First, I watched the trailer for Marvel’s Black Panther, just one of the 89 million people who saw it in its first 24 hours. The next day, I finally found the time to see DC’s Wonder Woman, which had already scored the most successful opening weekend for any film directed by a woman.
People who know me won’t be surprised to hear that two comic book-inspired movies got my heart racing. In addition to the 3,000 comic books in my attic, my organization, The Opportunity Agenda, has its own superhero, Helvetika Bold. But the level of emotion that I experienced watching these two pieces surprised even me.
As I began to share my reaction, though, I found that many others—especially, but not exclusively people of color and women—were experiencing the same emotions. More news about the Black Panther is bound to come out at the 2017 Comic-Con in San Diego this month, but even now, the reaction among Black folks to the Black Panther trailer alone has been viscerally joyous, including tears, and cheers, shock and awe.
The reaction to Wonder Woman has been just as strong. NPR’s media critic Linda Holmes said on her Pop Culture Happy Hour podcast that she found herself crying, in particular, during the fight scenes. And a USA Today article affirmed that her experience was widely shared, asking, “Why are women crying when they watch ‘Wonder Woman’ fight?”
So why all that crying?
My theory is that audiences are being moved by the overwhelming power of symbolism. We are not used to seeing people of color and women on the big screen who are powerful, triumphant, and heroes of their own story. The most emotionally powerful moments in each film are those that use the power of symbols to break away from social stereotypes.
As in the Black Panther comic book, the film’s characters are everything that a century of cinematic Black and African characters have not been. They are regal. They are brilliant. They are gorgeous. They are the future as well as the past.
Not only are those elements unheard of in a superhero blockbuster, but research by The Opportunity Agenda found that media representations of Black men and boys generally are distorted and overwhelmingly negative. Hollywood disproportionately portrays us as involved in crime, as takers rather than contributors, and as troublemakers rather than problem solvers. We are even underrepresented as users of technology.
A second report that we released in May found that TV depictions of immigrants are both overwhelmingly negative and racially skewed—with White immigrant characters more frequently depicted in positive, authoritative, and recurring roles than are immigrants of color.

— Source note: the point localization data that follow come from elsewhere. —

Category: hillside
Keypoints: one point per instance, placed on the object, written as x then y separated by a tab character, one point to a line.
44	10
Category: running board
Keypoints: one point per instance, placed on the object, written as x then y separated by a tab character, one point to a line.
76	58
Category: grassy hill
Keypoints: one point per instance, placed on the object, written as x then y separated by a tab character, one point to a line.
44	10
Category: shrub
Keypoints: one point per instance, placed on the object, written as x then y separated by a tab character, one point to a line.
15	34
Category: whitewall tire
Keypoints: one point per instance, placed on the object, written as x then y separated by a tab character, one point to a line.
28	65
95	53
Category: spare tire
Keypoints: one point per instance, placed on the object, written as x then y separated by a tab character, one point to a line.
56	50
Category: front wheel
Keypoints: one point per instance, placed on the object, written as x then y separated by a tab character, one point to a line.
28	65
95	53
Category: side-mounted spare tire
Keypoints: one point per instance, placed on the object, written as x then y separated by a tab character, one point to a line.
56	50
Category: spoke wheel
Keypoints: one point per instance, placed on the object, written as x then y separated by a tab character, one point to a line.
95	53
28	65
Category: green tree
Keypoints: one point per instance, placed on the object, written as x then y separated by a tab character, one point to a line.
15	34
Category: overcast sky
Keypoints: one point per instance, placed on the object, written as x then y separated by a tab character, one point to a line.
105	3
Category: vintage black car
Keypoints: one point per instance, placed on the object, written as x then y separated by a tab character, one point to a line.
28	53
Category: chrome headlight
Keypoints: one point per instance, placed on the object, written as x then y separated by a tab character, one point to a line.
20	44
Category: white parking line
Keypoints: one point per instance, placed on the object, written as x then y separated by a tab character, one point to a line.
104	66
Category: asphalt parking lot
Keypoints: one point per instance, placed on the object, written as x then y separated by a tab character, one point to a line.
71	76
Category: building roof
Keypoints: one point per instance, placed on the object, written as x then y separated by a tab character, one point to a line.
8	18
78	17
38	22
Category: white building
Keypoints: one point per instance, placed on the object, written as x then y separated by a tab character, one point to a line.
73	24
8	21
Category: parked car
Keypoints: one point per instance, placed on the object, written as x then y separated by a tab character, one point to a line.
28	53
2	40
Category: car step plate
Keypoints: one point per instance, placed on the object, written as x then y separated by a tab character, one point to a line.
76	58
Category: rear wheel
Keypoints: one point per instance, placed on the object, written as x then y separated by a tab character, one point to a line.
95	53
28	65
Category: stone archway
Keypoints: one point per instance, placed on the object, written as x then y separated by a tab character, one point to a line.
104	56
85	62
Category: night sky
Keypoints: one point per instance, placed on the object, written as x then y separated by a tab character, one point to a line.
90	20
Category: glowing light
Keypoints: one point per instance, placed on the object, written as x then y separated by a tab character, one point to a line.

In under two minutes, the Black Panther trailer turns all of that tired, painful imagery on its head. That’s what makes it not just cool, but emotionally moving.
For the same reason, it’s the fight scenes in Wonder Woman that are most often bringing people to tears. Seeing an unapologetic female warrior fighting on screen with skill and agency and even joy is liberating because it breaks so strongly from the tropes and stereotypes of thousands of cinematic stories.
That the Black Panther and Wonder Woman are helmed by African-American and female directors, respectively, is not just icing on the cake. It’s watershed for big budget, mass market movies like these.
A new study from the University of Southern California found that only 4% of all directors across the 1,000 top-grossing films during the past decade were female, and only three of the films were directed by Black women, three by Asian American women, and one by a Latina. During the same period, none of the 101 films distributed by Disney (which owns Marvel) had a Black director.
To be sure, these are just movies, not mass social movements, legislation, or amendments to our constitution. But if you think that culture doesn’t help to move politics and policy, ask someone over 65 about the role that Marian Anderson, or Muhammad Ali, or Jackie Robinson played in advancing racial justice. Or ask the feminist leaders of the 1970s about the influence that Wonder Woman comic books of the 1940s had on their political development.
At a time when people in colored tights occupy a huge proportion of public attention and entertainment revenue, imagery, representation and respect matter. Sometimes, they matter enough to make you cry.